China announced 10 percent tariffs on $60 billion in U.S. imports Tuesday in retaliation for President Donald Trump's latest volley of tariffs that were announced Monday.
It's not clear when China's tariffs on crude oil will go into effect.
"Oil on the tariffs list will only impact trade flows but not overall demand and as such could weaken U.S. grades regionally and in the worse case WTI prices but the global benchmark Brent should not be affected," said Erik Warren, a trader at DNB Bank. "Only if economic activity goes down will Brent prices be impacted."
State-run Sinopec, the largest crude buyer in the world, and China Petroleum & Chemical Corp. have a huge opportunity to gain a price advantage until the window on U.S. crude closes.
As recent as June, China imported 455,000 barrels per day of U.S. crude oil, a new record. Volumes fell to 305,000 per day in July and 234,000 barrels per day in August.
Natural gas producers could also be negatively affected if they can't export liquefied gas to China anymore.
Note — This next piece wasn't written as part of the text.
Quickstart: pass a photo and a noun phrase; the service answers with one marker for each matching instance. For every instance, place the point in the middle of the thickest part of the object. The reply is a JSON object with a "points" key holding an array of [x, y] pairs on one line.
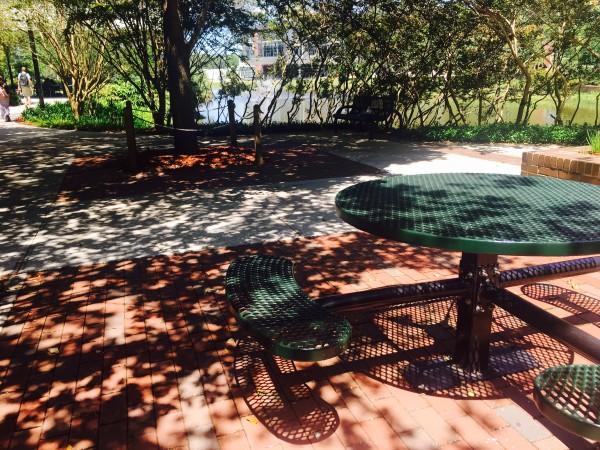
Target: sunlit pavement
{"points": [[115, 333]]}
The American Petroleum Institute opposes the escalating trade war.
"We understand the need to address discriminatory trade practices, but this policy will essentially impose a new tax on $200 billion worth of products on which the American families and businesses rely," said Kyle Isakower, API vice president for economic policy. "This current trade dynamic works against U.S. energy sector growth and counter to the Administration's stated goal of energy dominance."
Crude oil prices up in Wednesday trading
Brent crude oil prices were trading at $79.23, up 0.25 percent, Wednesday morning while WTI prices jumped to $70.73 per barrel, up 1.26 percent from yesterday.
Analysts are awaiting data from the Energy Information Administration on gasoline supplies, which could affect prices. S&P Global Platts forecasts a 3 million barrel decrease in crude oil supplies with gasoline and distillates also decreasing.
Methane limits are lifted
Oil and gas producers are allowed to vent and flare more methane into the air under new Trump administration rules officially passed Tuesday. The rule applies on publicly owned lands in the United States. The Bureau of Land Management rules are meant to reduce the burden Obama-era policies placed on drillers.
API issued a statement in support of the new methane rules.
"We support smart, cost effective BLM regulations that focus on prevention of waste and the conservation of resources," said Erik Milito, API Upstream and Industry Operations Group director.
As the nation shifts away from coal for power generation in favor of natural gas, methane levels in the atmosphere have decreased. The levels have decreased 14 percent since 1990.
API said the Obama rule from 2016 reached far beyond its authority.